The web it is not able to allow us to FEEL, TOUCH and SMELL
What is the biggest problem or weakness that the offline retail has to face?
The biggest problem is the changing nature and purpose of the locations their stores are based in. Many shopping malls or ‘high streets’ are having to come to terms with the fact that a shopping mall, can no longer just be about ‘shopping’. As more retailers fail and stores lie empty, turning a shopping destination into an experience destination is becoming ever more important. Retail outlets, restaurants, entertainment venues and residential properties need to come together in ‘harmony’ to see the traditional retail centres survive in the future.
In the current context, what role does technology play in retail?
Three words – choice, flexibility and speed. Technology has made retail increasingly accessible to consumers all around the world – 24 hours a day, 365 days a year.
A customer is most likely to remember the way a company’s employees made them FEEL
Highlights a current technology or innovation that you believe is setting a trend.

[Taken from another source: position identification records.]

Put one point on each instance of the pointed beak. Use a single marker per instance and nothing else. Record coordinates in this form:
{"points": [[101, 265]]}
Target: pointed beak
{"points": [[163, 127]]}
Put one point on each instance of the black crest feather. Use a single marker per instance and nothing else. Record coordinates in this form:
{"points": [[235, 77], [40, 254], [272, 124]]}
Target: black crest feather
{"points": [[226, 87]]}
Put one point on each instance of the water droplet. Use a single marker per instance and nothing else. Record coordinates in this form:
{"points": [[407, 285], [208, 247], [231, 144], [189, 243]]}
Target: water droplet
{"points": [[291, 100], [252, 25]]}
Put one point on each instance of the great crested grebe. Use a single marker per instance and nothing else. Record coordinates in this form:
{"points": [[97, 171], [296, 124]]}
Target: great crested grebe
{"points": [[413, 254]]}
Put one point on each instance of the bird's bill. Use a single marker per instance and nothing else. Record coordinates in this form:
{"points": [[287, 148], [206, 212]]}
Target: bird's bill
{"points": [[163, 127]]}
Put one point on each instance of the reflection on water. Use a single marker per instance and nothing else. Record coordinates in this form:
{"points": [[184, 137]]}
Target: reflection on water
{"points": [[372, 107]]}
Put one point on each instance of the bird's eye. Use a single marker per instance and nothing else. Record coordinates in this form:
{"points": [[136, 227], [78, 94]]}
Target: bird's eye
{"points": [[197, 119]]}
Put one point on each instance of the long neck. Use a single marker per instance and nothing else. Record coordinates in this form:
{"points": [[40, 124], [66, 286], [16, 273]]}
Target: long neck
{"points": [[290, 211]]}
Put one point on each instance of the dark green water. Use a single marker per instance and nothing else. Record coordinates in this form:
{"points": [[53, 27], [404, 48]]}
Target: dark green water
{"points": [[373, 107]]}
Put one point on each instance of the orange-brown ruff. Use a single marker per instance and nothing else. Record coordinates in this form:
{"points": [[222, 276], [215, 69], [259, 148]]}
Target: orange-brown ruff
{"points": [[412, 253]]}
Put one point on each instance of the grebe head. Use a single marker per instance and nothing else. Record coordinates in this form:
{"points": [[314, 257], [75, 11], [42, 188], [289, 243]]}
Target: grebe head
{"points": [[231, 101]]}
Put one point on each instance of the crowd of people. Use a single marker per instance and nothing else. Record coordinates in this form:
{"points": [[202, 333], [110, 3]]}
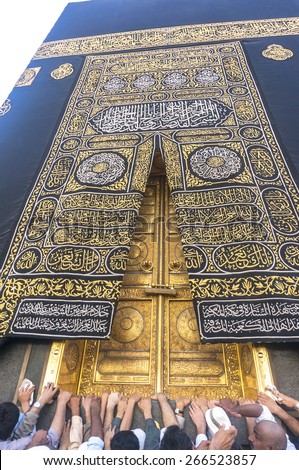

Artificial Intelligence – retailers like IKEA now use artificial intelligence to enable their products to be used in a digital catalogue. This allows customers to ‘see’ what products would look like in their homes before committing to buying them.
What does it take for a store to work? Is there a magic recipe?
There is never a magic recipe for anything. Location, product range and price, have and always will be critical. However, retailers must always never forget just how significant their employees are. The thing that a customer is most likely to remember about their experience is the way a company’s employees made them FEEL.